HTTP Server
cursorpipe-server exposes an OpenAI-compatible HTTP API backed by the Cursor Agent CLI. Any tool, SDK, or language that speaks the OpenAI protocol works out of the box — no code changes needed.
Installation
Note
pip install cursorpipe (without [server]) does not install FastAPI or Uvicorn.
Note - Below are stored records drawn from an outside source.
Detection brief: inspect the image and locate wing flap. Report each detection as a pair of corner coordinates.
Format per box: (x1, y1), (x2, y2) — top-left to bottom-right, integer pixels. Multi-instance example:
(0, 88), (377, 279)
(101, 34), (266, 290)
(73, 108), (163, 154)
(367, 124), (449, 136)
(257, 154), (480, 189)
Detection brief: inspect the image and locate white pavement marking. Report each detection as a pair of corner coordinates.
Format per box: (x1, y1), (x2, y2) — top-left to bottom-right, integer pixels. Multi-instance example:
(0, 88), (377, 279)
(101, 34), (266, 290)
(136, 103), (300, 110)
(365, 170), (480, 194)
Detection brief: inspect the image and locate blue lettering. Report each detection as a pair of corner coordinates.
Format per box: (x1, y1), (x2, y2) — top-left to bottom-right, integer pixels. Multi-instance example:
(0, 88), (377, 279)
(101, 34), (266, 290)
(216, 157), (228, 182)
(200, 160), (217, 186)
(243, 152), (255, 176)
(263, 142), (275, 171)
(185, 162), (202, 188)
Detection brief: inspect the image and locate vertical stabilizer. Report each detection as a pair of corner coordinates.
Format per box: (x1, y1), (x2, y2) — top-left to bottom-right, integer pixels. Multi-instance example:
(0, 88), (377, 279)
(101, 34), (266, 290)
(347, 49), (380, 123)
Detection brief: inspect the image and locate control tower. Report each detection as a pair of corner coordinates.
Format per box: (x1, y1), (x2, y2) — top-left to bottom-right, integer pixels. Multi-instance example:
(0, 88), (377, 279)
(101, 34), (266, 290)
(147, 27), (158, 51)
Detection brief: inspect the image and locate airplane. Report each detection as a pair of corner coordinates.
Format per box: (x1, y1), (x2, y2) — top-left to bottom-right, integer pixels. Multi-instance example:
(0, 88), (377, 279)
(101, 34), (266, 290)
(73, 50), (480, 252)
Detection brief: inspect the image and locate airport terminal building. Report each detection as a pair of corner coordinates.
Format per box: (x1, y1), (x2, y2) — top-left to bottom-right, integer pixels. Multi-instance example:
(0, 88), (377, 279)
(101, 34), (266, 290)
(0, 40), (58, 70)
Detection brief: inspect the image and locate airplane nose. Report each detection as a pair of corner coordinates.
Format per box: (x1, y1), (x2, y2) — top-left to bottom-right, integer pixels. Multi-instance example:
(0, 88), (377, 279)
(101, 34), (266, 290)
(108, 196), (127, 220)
The server dependencies are fully optional.
Starting the server
Or with python -m:
The server starts on http://0.0.0.0:8080 by default.
Configuration
All settings are loaded from environment variables (prefix CURSORPIPE_) or a .env file. See the full Configuration reference for all variables.
Key server variables:
| Variable | Default | Description |
|---|---|---|
CURSORPIPE_HOST |
0.0.0.0 |
Bind address |
CURSORPIPE_PORT |
8080 |
Bind port |
CURSORPIPE_POOL_SIZE |
5 |
ACP sessions to pre-create at startup |
CURSORPIPE_BEARER_TOKEN |
"" |
When set, all requests (except /health) must include Authorization: Bearer <token> |
CURSOR_API_KEY |
"" |
Cursor API key (also accepted as CURSORPIPE_API_KEY) |
Endpoints
POST /v1/chat/completions
OpenAI-compatible chat completions.
Request body:
{
"model": "claude-4.5-sonnet-thinking",
"messages": [
{"role": "system", "content": "You are a helpful assistant."},
{"role": "user", "content": "Explain what an API is."}
],
"stream": false,
"temperature": 0,
"max_tokens": 2048
}
Response (non-streaming):
{
"id": "chatcmpl-abc123def456",
"object": "chat.completion",
"created": 1712160000,
"model": "claude-4.5-sonnet-thinking",
"choices": [{
"index": 0,
"message": {
"role": "assistant",
"content": "An API is a set of rules ..."
},
"finish_reason": "stop"
}]
}
Model field and transport routing
The model field controls which Cursor model is used, but the behaviour depends on CURSORPIPE_STRATEGY:
model value |
Strategy=auto (default) |
Strategy=acp |
Strategy=subprocess |
|---|---|---|---|
"auto" or omitted |
ACP (~50ms, Cursor picks model) | ACP (Cursor picks model) | subprocess (Cursor picks model) |
Specific name e.g. "claude-4.5-sonnet-thinking" |
subprocess (--model passed) |
ACP (model name ignored) | subprocess (--model passed) |
With the default auto strategy, passing a specific model name automatically routes the request through subprocess so --model is correctly forwarded to the CLI. Passing "auto" keeps the request on the warm ACP session for lower latency.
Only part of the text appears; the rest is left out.